Я упомянул уже о том характере трагичности, которым проник­нуты все образы Микеланджело и который повторяется во всей бес­предельности в его личной жизни. Трагизм проявляется тогда, когда противоречие и разрушение, направленные против воли и жизни, в отличие от просто печального, где такое же разрушение лишь как случайный удел обрушивается на внутренний смысл жизни гибну­щего субъекта. Трагедия созревает там, где необходимость уничто­жения растет из той же почвы, из которой выросло то, что предназ­начено уничтожению, его смысл и его ценность. В этом смысле Ми­келанджело всецело трагическая личность. Трансцендентная тоска привела к разрушению его жизнь, предопределенную к художест­венно наглядному и земному прекрасному. Однако тоска эта была не меньшей необходимостью, ибо была заложена в самых глубинах его природы; он не мог избегнуть того внутреннего уничтожения, как не мог отрешиться от самого себя. Микеланджело и его образам противостоит «иной» мир, непонятно далекий, требующий невыпол­нимого. Словно с угрожающими жестами Христа на Страшном суде смотрит на них обрекающая их на уничтожение судьба их воли к жизни. Но уже с самого начала созданы они с печатью этой пробле­мы, с потребностью абсолютного, не поддающегося земным измере­ниям бытия. Как их тоска по потустороннему миру неразрывно сли­та с обременяющей, влекущей вниз материальностью, так и их зем­ное протяженное, самоудовлетворенное бытие в корне сплетено с тоской по бесконечной протяженности, по абсолютному успокоению: выполнение их бытия есть уничтожение их бытия. Сила и ритм, из­мерения, формы и законы, в которых и через посредство которых могло в плоскости земного протекать существование и творчество Микеланджело, были в то же время сами предназначены пересту­пить эту плоскость, неспособную дать им полную завершенность, и, обращаясь на самих себя, отрицать ими самими определяемую жизнь. Мы не знаем ни одного великого своими свершениями чело­века, у которого бы противящиеся, уничтожающие, обесцениваю­щие его бытие моменты вырастали бы так непосредственно, так не­отвратимо из самого этого бытия и его наиболее глубоких и жизнен­
ных определений, у которого бы они были a priori так неразрывно с ним связаны, были бы самим бытием. Наряду с задачей, всю жизнь предстоявшей ему, творчество Микеланджело как будто меркнет, и в этом вскрывается последний титанизм его натуры.

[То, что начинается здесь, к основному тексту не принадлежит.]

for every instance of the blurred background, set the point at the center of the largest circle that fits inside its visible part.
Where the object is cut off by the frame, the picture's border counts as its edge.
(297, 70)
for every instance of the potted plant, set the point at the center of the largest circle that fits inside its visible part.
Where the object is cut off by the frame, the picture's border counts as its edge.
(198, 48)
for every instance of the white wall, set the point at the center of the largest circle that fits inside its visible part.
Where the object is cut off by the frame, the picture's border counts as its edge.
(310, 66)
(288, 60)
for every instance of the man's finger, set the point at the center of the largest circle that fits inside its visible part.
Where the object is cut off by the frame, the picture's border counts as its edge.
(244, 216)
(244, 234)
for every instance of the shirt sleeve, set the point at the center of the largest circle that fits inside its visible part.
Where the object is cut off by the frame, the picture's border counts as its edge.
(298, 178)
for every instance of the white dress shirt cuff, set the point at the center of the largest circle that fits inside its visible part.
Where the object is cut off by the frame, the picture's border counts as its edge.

Идея, мучеником которой был Микеланджело, принадлежит, по-видимому, к бесконечным проблемам человечества: найти осво­бождающее завершение жизни в самой жизни, воплотить абсолют­ное в форме конечного. В самых различных оттенках и вариациях сопровождает она всю жизнь Гете, начиная с полного ликующей на­деждой восклицания 38-летнего Гете: «Каким бесконечным стано­вится мир, если только суметь раз и навсегда правильно придержи­ваться конечного», вплоть до мистического, словно у другого конца берущего свое начало требования семидесятидевятилетнего старца: «Бессмертие необходимо, как возможность использования наших земных, но в земном не изжитых сил». Фауст обращается к жизни со страстным требованием в ней самой реализовать абсолютную бесконечность запросов: «Стой он твердо на земле и оглядывайся вокруг. Какая надобность ему уноситься в вечность? В своем стрем­лении вперед пусть обретает он муку и счастье». И однако - неско­лько страниц далее - должен он снова обратиться к небу, он должен быть «обученным», ибо новый день ослепляет глаза его и лишь веч­ная любовь, сверху ниспосланная, сможет дать ему избавление. Та­ковы же мотивы последней тоски у Ницше: страстное стремление к абсолютному и бесконечному, реализованному в пределах реали­стического пребывания в земном. Так вырастает у него идеал ари­стократизма как выполнение предельного требования путем биоло­гического отбора, так вырастает мысль о вечном возвращении и сверхчеловеке - идеи, которые хотят вовлечь бесконечное выхож- дение за каждый реально достижимый момент в сферу земного те­чения событий, - пока наконец в дионисийском опьянении наполо­вину трансцендентная мистика не берет в свои руки направляющих нитей, которые не хотят в пределах конечного быть сопряженными с ценностями бесконечного. Никто не совершил большего, чем Ми­келанджело, чтобы в земной воззрительной форме искусства зам­кнуть, завершить жизнь саму в себе. Он не только создал из тела и души, которая до тех пор пребывала на своей небесной родине, еще никогда не виданное единство воззрительного образа, но и в единст­венности и совершенстве движения образов в борьбе их энергий привел к замкнутому выражению все расщепленности пережива­ния, все трагедии между его «вверху» и его «внизу». Но в то время как он до конца выявил художественный путь доведения жизни до
единства и завершенности, стало до ужаса ясно, что эта граница — еще не предел. Быть может, судьба человечества заключается в том, что надо далеко пройти по плоскости жизни, дабы понять, что в ней достижима только ее, но не наша граница. Может, суждено че­ловеку некогда найти царство, в котором конечность и несовершен­ство разрешатся в абсолютное и совершенное без необходимости полного перемещения себя в иное царство потусторонних реально­стей, царство догматических откровений. Все, кто, подобно Мике­ланджело, оставаясь в измерениях первого царства и страдая по ценностям и бесконечностям второго, стремятся сопрячь и синтези­ровать дуализм в завершенное единство, должны, не зная потусто­роннего единства, ограничиться пока простым требованием, чтобы одно царство служило залогом другого.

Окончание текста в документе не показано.